Immigrant communities, for instance, often lack credit histories, which severely limits their ability to access loans or credit. Many of them resort to informal financial practices—sending money home or making unnecessary purchases because they don’t know how to start building their financial future.
After completing over a hundred one-on-one interviews and distributing surveys to thousands more, I felt a strong pull to address this issue. The constant repetition of this pain point reinforced my belief that there was a genuine problem here, even if I didn’t yet have the exact solution. My conviction grew, and I became obsessed with solving this. I realized I was ready to pursue Bloom full-time because this wasn’t just a business idea—it was a problem that mattered deeply to me.
Anais: How did raising capital change things, and what challenges came afterward?
Nina: Raising capital was incredibly difficult. As a woman, a woman of color, and someone building for communities of color, I faced a triple barrier in the fundraising landscape. The typical investor doesn’t necessarily understand the background and unique needs of my target demographic.
Statistics around venture funding for female founders are grim, and I was very aware of the extra hurdles I’d face. One thing I quickly learned was the importance of storytelling—how you frame your narrative changes depending on who you’re speaking to.
For instance, an investor from an immigrant background might resonate more with the personal struggles of our customers, while a different audience might need a different starting point to understand the value.
After securing funding, I had to shift my mindset. Venture capital is designed to fuel rapid growth and development. For Bloom, we needed capital to cover essential, high-cost regulatory requirements, like compliance teams and licensing fees, that I couldn’t bootstrap alone. But taking venture capital also meant that I had to balance my vision with the expectations of the investors, which are primarily centered around growth and a high return on investment.

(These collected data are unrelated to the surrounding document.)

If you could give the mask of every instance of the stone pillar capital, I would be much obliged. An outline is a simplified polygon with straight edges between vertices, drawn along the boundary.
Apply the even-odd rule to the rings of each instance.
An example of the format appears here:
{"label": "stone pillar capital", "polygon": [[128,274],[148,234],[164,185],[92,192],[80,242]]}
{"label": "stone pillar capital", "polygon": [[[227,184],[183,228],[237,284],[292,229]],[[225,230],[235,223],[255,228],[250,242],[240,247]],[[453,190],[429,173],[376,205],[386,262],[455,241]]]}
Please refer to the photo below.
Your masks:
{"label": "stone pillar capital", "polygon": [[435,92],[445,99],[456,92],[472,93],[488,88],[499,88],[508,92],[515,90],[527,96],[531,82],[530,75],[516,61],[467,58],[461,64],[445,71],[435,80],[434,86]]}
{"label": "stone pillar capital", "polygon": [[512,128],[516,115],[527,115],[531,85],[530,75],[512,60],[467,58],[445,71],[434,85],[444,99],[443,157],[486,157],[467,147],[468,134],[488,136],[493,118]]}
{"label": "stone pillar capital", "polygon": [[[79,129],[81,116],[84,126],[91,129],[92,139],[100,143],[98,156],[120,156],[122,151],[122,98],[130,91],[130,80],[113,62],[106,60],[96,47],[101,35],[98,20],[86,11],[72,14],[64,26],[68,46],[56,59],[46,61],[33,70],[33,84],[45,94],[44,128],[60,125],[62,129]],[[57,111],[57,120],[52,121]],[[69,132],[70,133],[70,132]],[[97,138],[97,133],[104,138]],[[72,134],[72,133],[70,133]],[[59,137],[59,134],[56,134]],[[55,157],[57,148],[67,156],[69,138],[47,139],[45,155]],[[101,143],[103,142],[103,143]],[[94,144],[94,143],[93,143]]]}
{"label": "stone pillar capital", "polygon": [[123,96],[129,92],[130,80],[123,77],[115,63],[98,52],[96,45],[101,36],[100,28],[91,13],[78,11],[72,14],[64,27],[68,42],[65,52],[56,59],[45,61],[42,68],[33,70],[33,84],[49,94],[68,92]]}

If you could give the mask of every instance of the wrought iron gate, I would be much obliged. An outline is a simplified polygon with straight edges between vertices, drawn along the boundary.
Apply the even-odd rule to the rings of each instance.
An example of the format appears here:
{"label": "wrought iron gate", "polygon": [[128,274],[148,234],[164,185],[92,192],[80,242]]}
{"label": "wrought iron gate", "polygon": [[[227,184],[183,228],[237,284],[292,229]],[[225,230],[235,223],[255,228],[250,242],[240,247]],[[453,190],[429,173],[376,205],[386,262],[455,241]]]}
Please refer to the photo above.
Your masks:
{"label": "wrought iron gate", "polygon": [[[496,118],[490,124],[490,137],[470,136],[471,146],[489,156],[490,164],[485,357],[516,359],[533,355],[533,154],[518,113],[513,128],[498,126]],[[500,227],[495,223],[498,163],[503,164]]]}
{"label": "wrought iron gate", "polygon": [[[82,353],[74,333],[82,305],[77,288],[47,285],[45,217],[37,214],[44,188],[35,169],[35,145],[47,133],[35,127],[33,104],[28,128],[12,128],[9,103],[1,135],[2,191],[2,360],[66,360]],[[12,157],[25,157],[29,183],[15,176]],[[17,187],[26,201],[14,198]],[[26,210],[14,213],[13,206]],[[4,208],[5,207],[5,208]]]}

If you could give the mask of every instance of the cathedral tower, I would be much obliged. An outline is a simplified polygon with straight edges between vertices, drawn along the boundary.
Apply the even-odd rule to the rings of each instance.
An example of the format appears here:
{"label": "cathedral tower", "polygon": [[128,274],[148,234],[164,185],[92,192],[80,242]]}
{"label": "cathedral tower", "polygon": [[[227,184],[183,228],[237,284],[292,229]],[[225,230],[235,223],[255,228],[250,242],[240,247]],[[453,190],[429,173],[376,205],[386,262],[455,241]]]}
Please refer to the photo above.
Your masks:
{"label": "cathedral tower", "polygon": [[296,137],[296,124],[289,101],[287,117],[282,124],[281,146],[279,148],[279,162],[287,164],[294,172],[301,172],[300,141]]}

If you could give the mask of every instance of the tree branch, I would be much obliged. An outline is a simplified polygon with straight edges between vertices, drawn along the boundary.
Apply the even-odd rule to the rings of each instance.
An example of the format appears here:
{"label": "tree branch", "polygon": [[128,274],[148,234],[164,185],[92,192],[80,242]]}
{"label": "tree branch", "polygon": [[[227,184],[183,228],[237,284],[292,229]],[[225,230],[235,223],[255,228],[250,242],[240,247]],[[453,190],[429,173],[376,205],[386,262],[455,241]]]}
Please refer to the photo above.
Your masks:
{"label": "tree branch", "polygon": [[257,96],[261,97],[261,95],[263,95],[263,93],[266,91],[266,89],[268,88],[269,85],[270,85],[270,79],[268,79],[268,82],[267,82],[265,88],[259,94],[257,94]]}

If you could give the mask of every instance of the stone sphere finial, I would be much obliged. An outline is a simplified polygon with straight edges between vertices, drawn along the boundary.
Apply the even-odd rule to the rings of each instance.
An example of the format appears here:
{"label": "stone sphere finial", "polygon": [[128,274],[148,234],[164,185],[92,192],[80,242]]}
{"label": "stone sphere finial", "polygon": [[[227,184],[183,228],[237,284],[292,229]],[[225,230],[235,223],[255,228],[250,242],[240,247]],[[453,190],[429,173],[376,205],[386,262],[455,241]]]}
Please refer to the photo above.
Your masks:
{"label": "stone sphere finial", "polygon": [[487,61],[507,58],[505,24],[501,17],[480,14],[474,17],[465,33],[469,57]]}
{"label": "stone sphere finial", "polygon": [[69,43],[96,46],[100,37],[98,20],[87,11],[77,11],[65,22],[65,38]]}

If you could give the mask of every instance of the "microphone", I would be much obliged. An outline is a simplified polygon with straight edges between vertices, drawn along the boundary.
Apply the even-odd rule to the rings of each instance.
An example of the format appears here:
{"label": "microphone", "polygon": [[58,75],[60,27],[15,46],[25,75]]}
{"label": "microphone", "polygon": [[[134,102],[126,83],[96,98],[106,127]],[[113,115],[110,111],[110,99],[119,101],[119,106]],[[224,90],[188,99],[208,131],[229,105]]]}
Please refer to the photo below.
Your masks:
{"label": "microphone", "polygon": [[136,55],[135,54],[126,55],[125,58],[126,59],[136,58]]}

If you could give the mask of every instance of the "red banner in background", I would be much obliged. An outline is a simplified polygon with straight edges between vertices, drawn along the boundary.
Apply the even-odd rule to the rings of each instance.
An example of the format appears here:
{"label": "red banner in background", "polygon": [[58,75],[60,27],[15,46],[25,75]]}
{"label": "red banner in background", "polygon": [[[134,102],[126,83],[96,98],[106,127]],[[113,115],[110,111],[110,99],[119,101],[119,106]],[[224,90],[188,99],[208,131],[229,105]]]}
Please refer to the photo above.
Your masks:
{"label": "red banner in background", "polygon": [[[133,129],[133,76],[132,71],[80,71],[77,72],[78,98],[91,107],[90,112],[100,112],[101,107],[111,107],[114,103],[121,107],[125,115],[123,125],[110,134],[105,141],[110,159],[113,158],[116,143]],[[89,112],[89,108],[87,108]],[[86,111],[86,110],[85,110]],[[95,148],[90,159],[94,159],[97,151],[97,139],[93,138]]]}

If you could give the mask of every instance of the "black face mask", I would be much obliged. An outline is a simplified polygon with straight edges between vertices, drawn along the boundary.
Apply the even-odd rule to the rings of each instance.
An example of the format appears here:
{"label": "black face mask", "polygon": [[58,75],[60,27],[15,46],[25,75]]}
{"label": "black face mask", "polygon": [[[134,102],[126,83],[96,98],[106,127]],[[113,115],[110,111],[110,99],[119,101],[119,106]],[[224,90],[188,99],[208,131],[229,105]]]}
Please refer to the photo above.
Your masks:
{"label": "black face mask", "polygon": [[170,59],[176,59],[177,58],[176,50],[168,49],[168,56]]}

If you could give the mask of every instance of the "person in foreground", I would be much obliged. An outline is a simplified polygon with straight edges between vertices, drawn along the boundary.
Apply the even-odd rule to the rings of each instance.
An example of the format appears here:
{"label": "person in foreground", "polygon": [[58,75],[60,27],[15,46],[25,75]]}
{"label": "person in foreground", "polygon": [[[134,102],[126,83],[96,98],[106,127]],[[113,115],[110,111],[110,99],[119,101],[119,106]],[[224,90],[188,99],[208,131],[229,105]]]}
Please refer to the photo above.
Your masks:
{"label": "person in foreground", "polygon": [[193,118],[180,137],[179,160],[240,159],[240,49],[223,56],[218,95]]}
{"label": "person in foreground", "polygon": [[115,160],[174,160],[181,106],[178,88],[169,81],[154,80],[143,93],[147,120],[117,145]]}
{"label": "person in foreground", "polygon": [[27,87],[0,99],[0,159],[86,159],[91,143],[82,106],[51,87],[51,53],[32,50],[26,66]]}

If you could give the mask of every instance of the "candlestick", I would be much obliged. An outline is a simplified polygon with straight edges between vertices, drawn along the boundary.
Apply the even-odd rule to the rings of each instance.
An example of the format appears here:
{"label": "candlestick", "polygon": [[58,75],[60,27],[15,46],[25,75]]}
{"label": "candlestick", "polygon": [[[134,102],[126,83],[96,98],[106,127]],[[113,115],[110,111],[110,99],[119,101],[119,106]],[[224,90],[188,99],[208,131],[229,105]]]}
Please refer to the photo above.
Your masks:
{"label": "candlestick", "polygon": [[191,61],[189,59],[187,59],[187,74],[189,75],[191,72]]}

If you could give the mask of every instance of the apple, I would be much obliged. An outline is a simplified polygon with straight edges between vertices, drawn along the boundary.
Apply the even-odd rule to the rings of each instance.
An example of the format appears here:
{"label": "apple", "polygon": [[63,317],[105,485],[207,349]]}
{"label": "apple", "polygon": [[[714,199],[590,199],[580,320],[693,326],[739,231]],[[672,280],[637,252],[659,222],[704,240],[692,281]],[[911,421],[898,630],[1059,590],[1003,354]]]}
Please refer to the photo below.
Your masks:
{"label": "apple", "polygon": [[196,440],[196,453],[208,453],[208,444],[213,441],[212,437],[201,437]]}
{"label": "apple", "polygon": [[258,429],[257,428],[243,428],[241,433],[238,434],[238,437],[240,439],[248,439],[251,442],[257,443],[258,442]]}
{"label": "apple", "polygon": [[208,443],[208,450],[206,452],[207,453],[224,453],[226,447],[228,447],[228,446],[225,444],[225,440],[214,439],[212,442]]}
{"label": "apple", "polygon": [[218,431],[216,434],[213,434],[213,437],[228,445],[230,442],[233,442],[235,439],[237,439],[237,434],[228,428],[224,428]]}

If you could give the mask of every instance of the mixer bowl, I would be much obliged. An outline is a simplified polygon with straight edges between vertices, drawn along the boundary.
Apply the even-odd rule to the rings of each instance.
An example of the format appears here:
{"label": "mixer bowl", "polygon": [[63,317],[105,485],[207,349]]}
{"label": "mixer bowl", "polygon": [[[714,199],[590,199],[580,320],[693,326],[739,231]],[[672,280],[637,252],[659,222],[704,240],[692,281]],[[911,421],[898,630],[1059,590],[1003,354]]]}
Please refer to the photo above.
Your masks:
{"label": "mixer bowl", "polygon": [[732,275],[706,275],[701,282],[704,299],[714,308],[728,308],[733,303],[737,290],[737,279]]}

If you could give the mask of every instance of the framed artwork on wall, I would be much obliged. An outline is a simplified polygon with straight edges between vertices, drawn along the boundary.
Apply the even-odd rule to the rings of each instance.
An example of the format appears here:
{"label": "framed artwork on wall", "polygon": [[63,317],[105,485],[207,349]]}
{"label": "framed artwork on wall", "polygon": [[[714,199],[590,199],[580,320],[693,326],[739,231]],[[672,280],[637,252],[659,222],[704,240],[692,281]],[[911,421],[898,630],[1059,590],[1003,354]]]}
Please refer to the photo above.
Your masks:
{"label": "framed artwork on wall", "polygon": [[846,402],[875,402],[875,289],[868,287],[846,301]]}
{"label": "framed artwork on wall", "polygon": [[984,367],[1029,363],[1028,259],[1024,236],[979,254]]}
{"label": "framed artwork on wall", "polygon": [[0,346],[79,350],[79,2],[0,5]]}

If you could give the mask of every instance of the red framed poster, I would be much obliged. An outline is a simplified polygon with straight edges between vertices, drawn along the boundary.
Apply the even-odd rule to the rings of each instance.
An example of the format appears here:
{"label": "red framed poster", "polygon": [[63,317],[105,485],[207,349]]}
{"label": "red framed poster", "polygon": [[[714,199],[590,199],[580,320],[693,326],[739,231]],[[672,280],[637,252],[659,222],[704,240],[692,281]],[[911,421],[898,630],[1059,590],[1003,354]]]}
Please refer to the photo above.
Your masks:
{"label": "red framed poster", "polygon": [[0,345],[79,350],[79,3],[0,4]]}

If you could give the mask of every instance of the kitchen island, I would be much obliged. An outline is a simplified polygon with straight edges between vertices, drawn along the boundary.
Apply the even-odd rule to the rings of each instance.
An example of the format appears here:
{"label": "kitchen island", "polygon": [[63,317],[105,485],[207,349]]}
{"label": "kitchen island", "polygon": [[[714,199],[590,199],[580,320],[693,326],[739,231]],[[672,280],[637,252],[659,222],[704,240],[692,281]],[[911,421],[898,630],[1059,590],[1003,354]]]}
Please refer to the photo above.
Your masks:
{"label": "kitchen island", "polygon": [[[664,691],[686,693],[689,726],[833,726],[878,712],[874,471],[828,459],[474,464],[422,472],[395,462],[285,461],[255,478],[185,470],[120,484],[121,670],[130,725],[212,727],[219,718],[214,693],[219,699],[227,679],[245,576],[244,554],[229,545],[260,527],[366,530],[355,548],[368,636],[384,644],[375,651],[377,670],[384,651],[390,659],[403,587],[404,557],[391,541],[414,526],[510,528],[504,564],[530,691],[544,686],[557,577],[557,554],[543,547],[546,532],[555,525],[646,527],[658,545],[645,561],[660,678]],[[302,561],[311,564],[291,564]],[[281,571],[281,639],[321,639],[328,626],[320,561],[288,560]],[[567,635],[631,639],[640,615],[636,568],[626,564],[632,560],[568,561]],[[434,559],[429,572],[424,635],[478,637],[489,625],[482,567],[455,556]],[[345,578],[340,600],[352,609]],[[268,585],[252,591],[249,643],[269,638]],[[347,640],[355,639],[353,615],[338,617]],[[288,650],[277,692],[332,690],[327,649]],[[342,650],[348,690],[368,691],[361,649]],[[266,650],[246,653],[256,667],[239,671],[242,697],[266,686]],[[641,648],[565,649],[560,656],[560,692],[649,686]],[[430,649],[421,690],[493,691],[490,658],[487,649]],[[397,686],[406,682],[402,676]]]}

However, the macro environment shifted dramatically in 2022 and 2023, when interest rates shot up, and the focus shifted from growth to profitability. This meant constantly recalibrating, as the expectations of venture capital can be demanding, and those goalposts shift based on external factors and investor priorities. It’s challenging, as you lose some autonomy over the company’s direction, but it’s part of the journey with venture funding.
Anais: One piece of advice for aspiring women entrepreneurs?
Nina: You can do it. Founding something will likely be the hardest thing you’ve ever done, and it will test your resilience in ways you can’t predict. It’s vital to stay focused on solving the problem, not getting attached to a particular solution. That obsession with the problem will keep you going, even during the most challenging times. And remember, having a support system is crucial—friends, family, or a network that keeps you grounded and pushes you forward when things get tough.
A big thank you to Nina Mohanty for sharing part of her journey with us and many others.